This wardrobe will collapse if you look at it funny, but you should be thankful the clothes pole inside has been superglued in by a previous tenant at the end of their tether and can actually hold your garments inside. Although you would imagine all hangers are made with the same dimensions, this closet thinks otherwise. Its doors must remain slightly ajar for the entirety of your tenancy if you want to fit all your clothes in. 

Fortunately for you, the generous landlord of this gaff splashed out on a wardrobe with two drawers underneath where you can store extra bits that don’t fit inside the main space. However, the drawers will a) not open and b) be missing a front. If you’re an especially blessed renter, the drawer front might remain for you to prop up against the front of the wardrobe. This will come in handy when your mam comes to visit and shudders at your living conditions – at least it will look one percent less of a hovel.

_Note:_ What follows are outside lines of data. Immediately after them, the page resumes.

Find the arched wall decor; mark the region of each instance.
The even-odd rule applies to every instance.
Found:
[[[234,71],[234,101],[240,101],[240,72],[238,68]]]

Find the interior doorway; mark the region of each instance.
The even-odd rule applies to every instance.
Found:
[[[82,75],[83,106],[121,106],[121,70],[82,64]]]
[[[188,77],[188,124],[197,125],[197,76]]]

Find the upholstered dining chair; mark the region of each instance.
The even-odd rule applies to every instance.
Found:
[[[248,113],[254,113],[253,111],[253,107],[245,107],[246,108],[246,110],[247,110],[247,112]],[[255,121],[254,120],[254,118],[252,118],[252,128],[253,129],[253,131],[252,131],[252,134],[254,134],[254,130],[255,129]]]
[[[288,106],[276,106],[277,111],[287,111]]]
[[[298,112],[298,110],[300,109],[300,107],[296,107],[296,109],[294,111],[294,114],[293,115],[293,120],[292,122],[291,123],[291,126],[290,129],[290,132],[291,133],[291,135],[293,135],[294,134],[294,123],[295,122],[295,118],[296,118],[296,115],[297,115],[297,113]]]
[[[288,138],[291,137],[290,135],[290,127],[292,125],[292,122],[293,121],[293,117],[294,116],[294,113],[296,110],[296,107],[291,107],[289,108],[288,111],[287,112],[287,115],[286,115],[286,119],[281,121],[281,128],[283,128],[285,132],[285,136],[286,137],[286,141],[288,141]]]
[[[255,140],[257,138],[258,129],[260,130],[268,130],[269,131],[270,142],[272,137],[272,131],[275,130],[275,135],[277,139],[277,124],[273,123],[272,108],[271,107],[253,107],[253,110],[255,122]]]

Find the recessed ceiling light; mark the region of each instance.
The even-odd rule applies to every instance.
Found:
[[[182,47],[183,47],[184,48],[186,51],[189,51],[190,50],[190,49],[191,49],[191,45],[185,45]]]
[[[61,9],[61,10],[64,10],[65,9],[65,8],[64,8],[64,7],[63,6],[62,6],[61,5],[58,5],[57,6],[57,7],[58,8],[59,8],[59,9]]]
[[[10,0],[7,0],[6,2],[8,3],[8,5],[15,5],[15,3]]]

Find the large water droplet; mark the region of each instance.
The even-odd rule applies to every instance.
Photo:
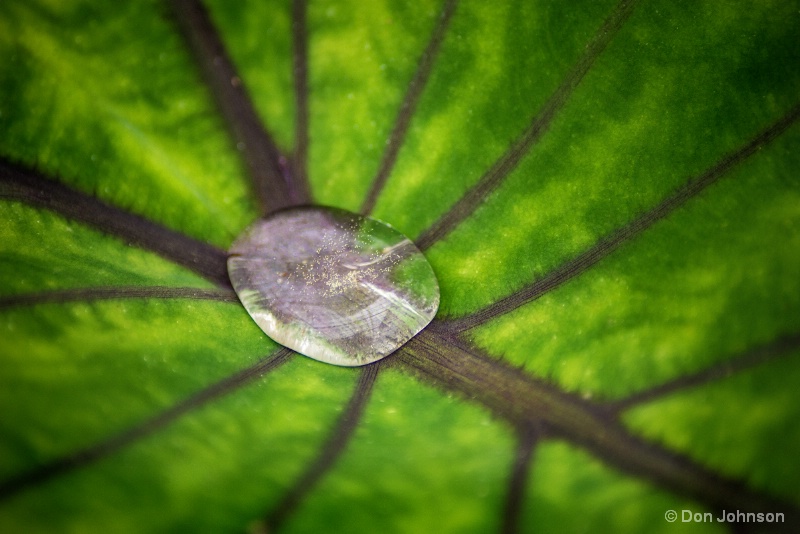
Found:
[[[425,328],[439,284],[391,226],[335,208],[274,213],[236,240],[228,274],[266,334],[335,365],[374,362]]]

Glass tables with silver legs

A braver friend than I once smashed one on purpose so she could tell her landlord it broke, got them to bin it and replaced it herself with a much nicer table. It is this dedication to home aesthetic combined with intense recklessness that makes her such a fab mate.

In the beginning, this table doesn’t seem too bad until you find yourself wiping ash and spilled Dark Fruits off of the glass after a sesh, only to see how fucking filthy your floor is. Damn, double homicide.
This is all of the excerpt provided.